LOUISVILLE, KY (WAVE) – They are contributing to crime, fire runs and even firefighter injuries: vacant, boarded up houses. Metro government claims changes are underway.
City leaders invited neighbors to a what they dubbed a 'summit' to prove they're tackling the abandoned property problem. Neighbors and community leaders participated in the presentation Wednesday morning.
Spray painted plywood is an all too familiar marker in Michael Mays' neighborhood. One in four houses in the Portland area are vacant, according to the U.S. Census. The number is much higher on Mays' street.
"The whole block is gone. Kind of depressing," Mays said.
The houses surrounding his home and nearly 8,000 residences and buildings throughout the metro are exactly why neighbors spent the morning at the Louisville Memorial Auditorium.

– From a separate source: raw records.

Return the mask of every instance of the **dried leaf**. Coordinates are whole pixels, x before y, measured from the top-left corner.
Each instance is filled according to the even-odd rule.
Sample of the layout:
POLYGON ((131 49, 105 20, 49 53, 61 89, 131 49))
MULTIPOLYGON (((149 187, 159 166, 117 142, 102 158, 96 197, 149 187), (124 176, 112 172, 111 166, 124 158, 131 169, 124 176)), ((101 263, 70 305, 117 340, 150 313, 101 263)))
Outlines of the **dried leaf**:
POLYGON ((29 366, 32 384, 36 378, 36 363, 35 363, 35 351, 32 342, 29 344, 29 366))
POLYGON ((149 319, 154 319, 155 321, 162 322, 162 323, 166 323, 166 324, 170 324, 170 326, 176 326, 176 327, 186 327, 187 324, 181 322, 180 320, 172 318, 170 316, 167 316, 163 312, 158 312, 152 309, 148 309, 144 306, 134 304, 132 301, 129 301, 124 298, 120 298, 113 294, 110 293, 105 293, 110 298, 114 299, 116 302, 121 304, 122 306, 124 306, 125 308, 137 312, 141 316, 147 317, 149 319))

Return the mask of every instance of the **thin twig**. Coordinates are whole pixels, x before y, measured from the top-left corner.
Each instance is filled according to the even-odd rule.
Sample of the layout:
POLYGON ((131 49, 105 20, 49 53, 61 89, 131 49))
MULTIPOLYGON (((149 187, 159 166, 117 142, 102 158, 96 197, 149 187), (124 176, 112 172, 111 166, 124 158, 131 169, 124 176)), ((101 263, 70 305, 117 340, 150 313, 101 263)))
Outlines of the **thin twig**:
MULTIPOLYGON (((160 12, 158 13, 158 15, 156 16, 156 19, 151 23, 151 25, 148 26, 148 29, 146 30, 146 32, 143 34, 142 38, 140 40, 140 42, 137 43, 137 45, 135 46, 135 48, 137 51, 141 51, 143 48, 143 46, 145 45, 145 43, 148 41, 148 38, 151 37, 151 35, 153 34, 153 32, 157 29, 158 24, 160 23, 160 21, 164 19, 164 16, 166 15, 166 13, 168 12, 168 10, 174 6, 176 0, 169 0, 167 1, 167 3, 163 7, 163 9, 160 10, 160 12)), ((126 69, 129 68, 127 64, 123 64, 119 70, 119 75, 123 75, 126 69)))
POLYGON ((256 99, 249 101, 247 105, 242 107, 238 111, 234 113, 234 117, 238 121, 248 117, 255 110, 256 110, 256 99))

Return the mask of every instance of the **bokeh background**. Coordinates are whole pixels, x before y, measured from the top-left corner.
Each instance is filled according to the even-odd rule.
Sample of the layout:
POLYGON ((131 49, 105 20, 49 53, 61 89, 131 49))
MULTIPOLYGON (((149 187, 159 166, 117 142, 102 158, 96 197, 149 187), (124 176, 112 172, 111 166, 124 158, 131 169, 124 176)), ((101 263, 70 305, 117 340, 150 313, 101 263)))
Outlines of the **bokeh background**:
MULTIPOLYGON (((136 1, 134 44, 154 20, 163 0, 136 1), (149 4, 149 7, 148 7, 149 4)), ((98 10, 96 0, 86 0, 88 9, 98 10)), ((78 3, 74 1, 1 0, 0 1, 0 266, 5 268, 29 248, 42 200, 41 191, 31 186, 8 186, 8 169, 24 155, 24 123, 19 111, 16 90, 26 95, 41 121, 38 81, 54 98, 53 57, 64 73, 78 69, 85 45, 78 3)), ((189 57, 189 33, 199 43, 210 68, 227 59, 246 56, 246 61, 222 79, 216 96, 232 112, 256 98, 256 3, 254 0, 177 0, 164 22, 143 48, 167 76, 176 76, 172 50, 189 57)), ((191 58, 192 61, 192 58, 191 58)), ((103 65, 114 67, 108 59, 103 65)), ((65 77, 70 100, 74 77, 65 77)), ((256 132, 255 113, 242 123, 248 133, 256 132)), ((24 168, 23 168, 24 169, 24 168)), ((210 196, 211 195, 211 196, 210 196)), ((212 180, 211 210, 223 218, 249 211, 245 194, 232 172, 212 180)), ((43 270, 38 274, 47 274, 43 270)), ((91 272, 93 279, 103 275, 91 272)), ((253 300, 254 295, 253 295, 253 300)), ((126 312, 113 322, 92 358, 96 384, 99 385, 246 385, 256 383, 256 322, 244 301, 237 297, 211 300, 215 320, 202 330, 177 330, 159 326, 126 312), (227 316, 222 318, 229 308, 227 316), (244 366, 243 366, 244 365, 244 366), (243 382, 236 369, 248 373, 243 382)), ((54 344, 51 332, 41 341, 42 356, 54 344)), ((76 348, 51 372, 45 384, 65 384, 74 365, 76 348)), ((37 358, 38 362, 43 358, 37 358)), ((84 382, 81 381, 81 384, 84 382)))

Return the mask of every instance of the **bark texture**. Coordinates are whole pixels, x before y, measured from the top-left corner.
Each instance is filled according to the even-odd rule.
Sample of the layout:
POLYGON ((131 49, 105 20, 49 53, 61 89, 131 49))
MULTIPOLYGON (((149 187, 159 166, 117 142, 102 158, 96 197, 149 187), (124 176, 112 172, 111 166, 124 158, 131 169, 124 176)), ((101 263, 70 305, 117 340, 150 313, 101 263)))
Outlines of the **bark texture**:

Government personnel like Mary McGuire, leader of the Louisville Metro Vacant Abandoned Properties Initiative, addressed residents Wednesday.
"We're trying to get legislation to make things easier for us like limiting the sale of tax liens to third-parties and the foreclosure process so metro government can more quickly take control of properties," McGuire said.
McGuire said the legislation would cut the red tape to tear down or sell abandoned property.
"We could put it on the market or assemble it through the Land Bank, so if someone wants to do a development they can do a block," she said.
Metro government is trying to make the Land Bank Authority more effective by easing the foreclosure process so the city can take control of properties that need be torn down, sold or grouped into development opportunities.
Much of their progress hinges on the Kentucky General Assembly. They're lobbying legislatures to take action during this session.